Scarpino SV & Petri G. (2019). On the predictability of infectious disease outbreaks. Nature Communications 10(1) 10.1038/s41467-019-08616-0. https://www.nature.com/articles/s41467-019-08616-0
The maintainers of statcomp have stopped updating the package and it has been archived on CRAN. We are storing a copy here, which you can install with the code below. WE PROVIDE NO LICENSE, NO WARRANTY, AND NO RIGHTS FOR/TO THIS CODE!
library(devtools)
install_github("Emergent-Epidemics/statcomp")
The .R files contain the code to recreate the figures and main statistical analyses.
Empirical data for all diseases–aside from Zika and dengue–were obtained from the US. National Notifiable Diseases Surveillance System as digitized by Project Tycho [1]. Zika data were obtained from public health reports from Colombia and Mexico as digitized by [2]. Dengue data were obtained from the Pandemic Prediction and Forecasting Science and Technology Interagency Working Group under the National Science and Technology Council [3].
[1] van Panhuis, W. G. et al. Contagious diseases in the United States from 1888 to the present. The New England journal of medicine 369, 2152–2152 (2013).
[2] Rodriguez, D. M. et al. 10.5281zenodo.344913 (2017).
[3] Dengue Forecasting project website. Retrieved from http://dengueforecasting.noaa.gov/ (last accessed: Oct 5th 2018, Oct 16).
We thank Joshua Garland, Pejman Rohani, and Alessandro Vespignani for productive conversations on permutation entropy and helpful comments on an earlier version of the manuscript. S.V.S. received funding support from the University of Vermont and Northeastern University. G.P. received funding support from Fondazione Compagnia San Paolo. S.V.S. and G.P. conducted the study as fellows at IMeRA and drafted the manuscript at Four Corners of the Earth in Burlington Vermont.
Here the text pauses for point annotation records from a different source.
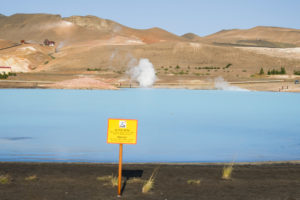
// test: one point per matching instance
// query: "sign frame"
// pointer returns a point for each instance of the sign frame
(122, 120)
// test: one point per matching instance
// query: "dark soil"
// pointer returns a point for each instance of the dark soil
(57, 181)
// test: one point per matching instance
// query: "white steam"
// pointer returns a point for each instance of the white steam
(143, 73)
(59, 46)
(221, 84)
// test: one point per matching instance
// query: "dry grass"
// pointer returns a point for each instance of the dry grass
(31, 178)
(5, 179)
(148, 185)
(194, 182)
(104, 178)
(135, 180)
(110, 180)
(227, 171)
(114, 181)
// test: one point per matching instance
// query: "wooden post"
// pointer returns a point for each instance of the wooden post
(120, 169)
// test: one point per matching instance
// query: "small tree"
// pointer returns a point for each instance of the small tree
(261, 72)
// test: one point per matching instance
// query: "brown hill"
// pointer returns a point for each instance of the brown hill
(260, 36)
(37, 27)
(98, 47)
(191, 36)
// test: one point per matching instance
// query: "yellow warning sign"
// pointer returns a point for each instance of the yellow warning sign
(122, 131)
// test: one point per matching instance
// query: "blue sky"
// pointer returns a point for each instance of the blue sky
(202, 17)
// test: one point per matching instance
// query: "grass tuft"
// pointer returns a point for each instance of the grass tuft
(227, 171)
(148, 185)
(104, 178)
(110, 180)
(5, 179)
(114, 181)
(194, 182)
(31, 178)
(135, 180)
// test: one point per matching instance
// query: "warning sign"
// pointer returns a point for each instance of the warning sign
(122, 131)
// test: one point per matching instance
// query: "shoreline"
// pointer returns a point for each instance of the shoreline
(296, 162)
(63, 181)
(262, 86)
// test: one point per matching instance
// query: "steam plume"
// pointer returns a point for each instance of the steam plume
(143, 73)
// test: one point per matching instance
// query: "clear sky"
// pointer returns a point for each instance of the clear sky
(201, 17)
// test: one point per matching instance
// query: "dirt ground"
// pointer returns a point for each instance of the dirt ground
(79, 181)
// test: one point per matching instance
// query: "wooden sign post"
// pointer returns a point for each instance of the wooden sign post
(121, 131)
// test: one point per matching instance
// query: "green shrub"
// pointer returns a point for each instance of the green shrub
(3, 76)
(297, 72)
(261, 72)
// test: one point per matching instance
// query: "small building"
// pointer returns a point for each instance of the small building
(49, 43)
(5, 69)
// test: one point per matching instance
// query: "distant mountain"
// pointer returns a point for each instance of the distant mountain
(191, 36)
(89, 42)
(260, 36)
(38, 27)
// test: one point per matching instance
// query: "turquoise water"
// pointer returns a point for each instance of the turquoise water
(174, 125)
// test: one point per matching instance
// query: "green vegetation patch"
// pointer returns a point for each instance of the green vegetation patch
(297, 72)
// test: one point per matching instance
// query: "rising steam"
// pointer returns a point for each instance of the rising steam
(221, 84)
(143, 73)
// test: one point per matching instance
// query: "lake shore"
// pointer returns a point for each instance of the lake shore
(266, 180)
(110, 82)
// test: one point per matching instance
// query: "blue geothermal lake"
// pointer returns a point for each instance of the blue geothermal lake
(175, 125)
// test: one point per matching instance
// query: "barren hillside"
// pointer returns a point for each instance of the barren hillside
(104, 49)
(260, 36)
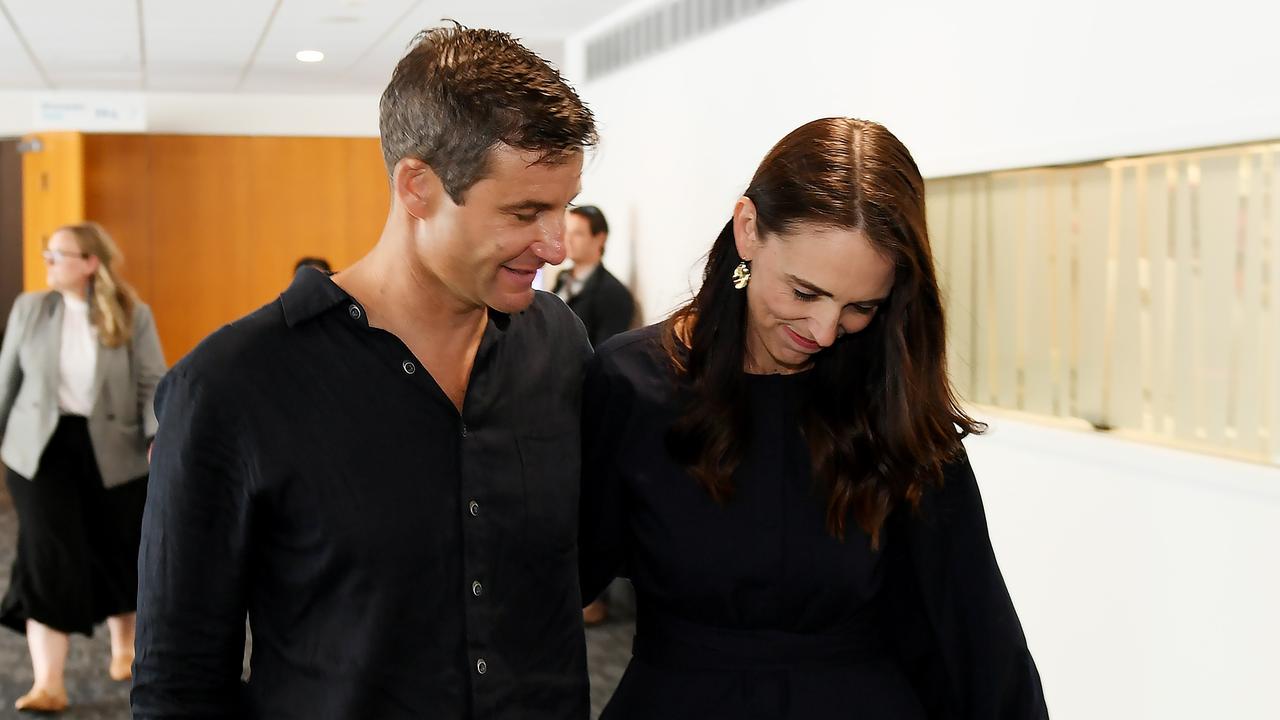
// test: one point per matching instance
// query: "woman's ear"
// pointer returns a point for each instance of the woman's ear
(746, 231)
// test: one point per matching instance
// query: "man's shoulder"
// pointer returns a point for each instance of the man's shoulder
(609, 282)
(237, 347)
(639, 350)
(551, 311)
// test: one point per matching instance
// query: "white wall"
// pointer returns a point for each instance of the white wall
(342, 115)
(1146, 578)
(967, 86)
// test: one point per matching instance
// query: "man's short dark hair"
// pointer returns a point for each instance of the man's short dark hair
(594, 218)
(318, 263)
(458, 92)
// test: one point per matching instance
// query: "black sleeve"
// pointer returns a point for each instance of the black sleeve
(602, 529)
(615, 313)
(981, 666)
(192, 560)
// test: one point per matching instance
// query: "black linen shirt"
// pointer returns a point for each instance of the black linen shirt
(396, 557)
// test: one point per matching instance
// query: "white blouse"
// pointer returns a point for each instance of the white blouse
(78, 359)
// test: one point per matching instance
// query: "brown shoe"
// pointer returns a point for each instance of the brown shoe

Infectious disease outbreaks recapitulate biology: they emerge from the multi-level interaction of hosts, pathogens, and their shared environment. As a result, predicting when, where, and how far diseases will spread requires a complex systems approach to modeling. Recent studies have demonstrated that predicting different components of outbreaks--e.g., the expected number of cases, pace and tempo of cases needing treatment, demand for prophylactic equipment, importation probability etc.--is feasible. Therefore, advancing both the science and practice of disease forecasting now requires testing for the presence of fundamental limits to outbreak prediction. To investigate the question of outbreak prediction, we study the information theoretic limits to forecasting across a broad set of infectious diseases using permutation entropy as a model independent measure of predictability. Studying the predictability of a diverse collection of historical outbreaks--including, chlamydia, dengue, gonorrhea, hepatitis A, influenza, measles, mumps, polio, and whooping cough--we identify a fundamental entropy barrier for infectious disease time series forecasting. However, we find that for most diseases this barrier to prediction is often well beyond the time scale of single outbreaks, implying prediction is likely to succeed. We also find that the forecast horizon varies by disease and demonstrate that both shifting model structures and social network heterogeneity are the most likely mechanisms for the observed differences in predictability across contagions. Our results highlight the importance of moving beyond time series forecasting, by embracing dynamic modeling approaches to prediction, and suggest challenges for performing model selection across long disease time series. We further anticipate that our findings will contribute to the rapidly growing field of epidemiological forecasting and may relate more broadly to the predictability of complex adaptive systems.